Edinburgh Castle, which was just 9,000 visitors behind the National Museum in 2019, claimed fourth place in the top five for the city as it saw its numbers increase by 53 per cent to 423,000.
Glasgow’s most popular attraction, the Riverside Museum, saw visitor numbers increase by 27 per cent.
Significant increases were reported at several National Trust for Scotland sites, including Culzean Castle and Country Park and Robert Burns Birthplace Museum in Ayrshire (up 78 per cent and 59 per cent respectively), and the Glenfinnan Monument, a huge draw for Harry Potter and Outlander fans, which saw an 80 per cent hike.
V&A Dundee saw a 29 per cent increase in visitors during a year in which it hosted a celebration of club culture around the world.
Gordon Morrison, chief executive of the Association of Scottish Visitor Attractions, said: “Overall visitor numbers to our member sites in 2021 were down over 60 per cent on pre-pandemic figures in 2019.
"Outdoor, family-themed attractions like Edinburgh Zoo bucked the trend and had a really good year, but for the majority of indoor attractions there was no opportunity to recover.

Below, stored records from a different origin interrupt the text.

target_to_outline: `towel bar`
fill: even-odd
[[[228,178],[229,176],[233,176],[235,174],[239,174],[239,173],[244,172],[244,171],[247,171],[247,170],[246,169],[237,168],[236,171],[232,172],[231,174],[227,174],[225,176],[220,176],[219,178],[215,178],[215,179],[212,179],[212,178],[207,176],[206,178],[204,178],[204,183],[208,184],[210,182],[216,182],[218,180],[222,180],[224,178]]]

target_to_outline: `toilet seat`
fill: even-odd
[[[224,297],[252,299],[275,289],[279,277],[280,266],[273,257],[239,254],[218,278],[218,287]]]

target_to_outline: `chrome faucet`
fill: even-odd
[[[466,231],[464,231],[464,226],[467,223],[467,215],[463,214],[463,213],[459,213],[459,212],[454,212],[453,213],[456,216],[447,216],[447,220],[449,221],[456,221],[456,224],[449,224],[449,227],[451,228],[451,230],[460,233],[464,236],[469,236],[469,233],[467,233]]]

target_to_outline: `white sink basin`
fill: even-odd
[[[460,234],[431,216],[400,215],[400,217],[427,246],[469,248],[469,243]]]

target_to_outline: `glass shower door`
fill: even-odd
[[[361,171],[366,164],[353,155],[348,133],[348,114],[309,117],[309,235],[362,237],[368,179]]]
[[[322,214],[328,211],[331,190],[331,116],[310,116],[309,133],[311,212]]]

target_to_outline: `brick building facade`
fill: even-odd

“We had to deal with restrictions such as physical distancing right through the main season till mid-August and even though our sector had the highest standard of mitigating measures in place, the combination of government messaging advising people to avoid crowded places and general consumer fears meant that it was impossible for much of the sector to viably trade.
“We were encouraged by the amount of domestic support that we saw last year. It was great to hear stories of some people visiting their local attractions for the first time and discovering that they had world-class visitor experiences on their doorstep.
"The lack of any meaningful international visitors did, however, bite and, as a result, our sector is in desperate need of a good 2022.”
A spokesman for Historic Environment Scotland, which runs more than 300 historic sites, including Edinburgh Castle, said: “Like many other areas, our sector has continued to experience challenging times, particularly with the continued impact of the pandemic, resulting in the closure of many sites and limited capacities on reopening for safety reasons.
“It also, of course, saw a decline in international visitors which form a core part of our market at a number of sites. We are seeing a slow return of international travel, but forecasts indicate these markets will take longer to recover.”
ALVA director Bernard Donoghue said: “These figures show that when people were able to leave their homes and go back to places that they loved they prioritised outdoor spaces, such as zoos, gardens and woodlands.
“Part of that was because they reopened first, but it was also down to the fact that people wanted to get back to nature to breathe, heal and recover.
“Indoor attractions also had to reopen with significantly reduced capacities. The great irony, which is still the case now, is that because international visitors have not been back in the same numbers they were in 2019 there has never been a better time to visit attractions as you are able to get up close and personal to their collections.”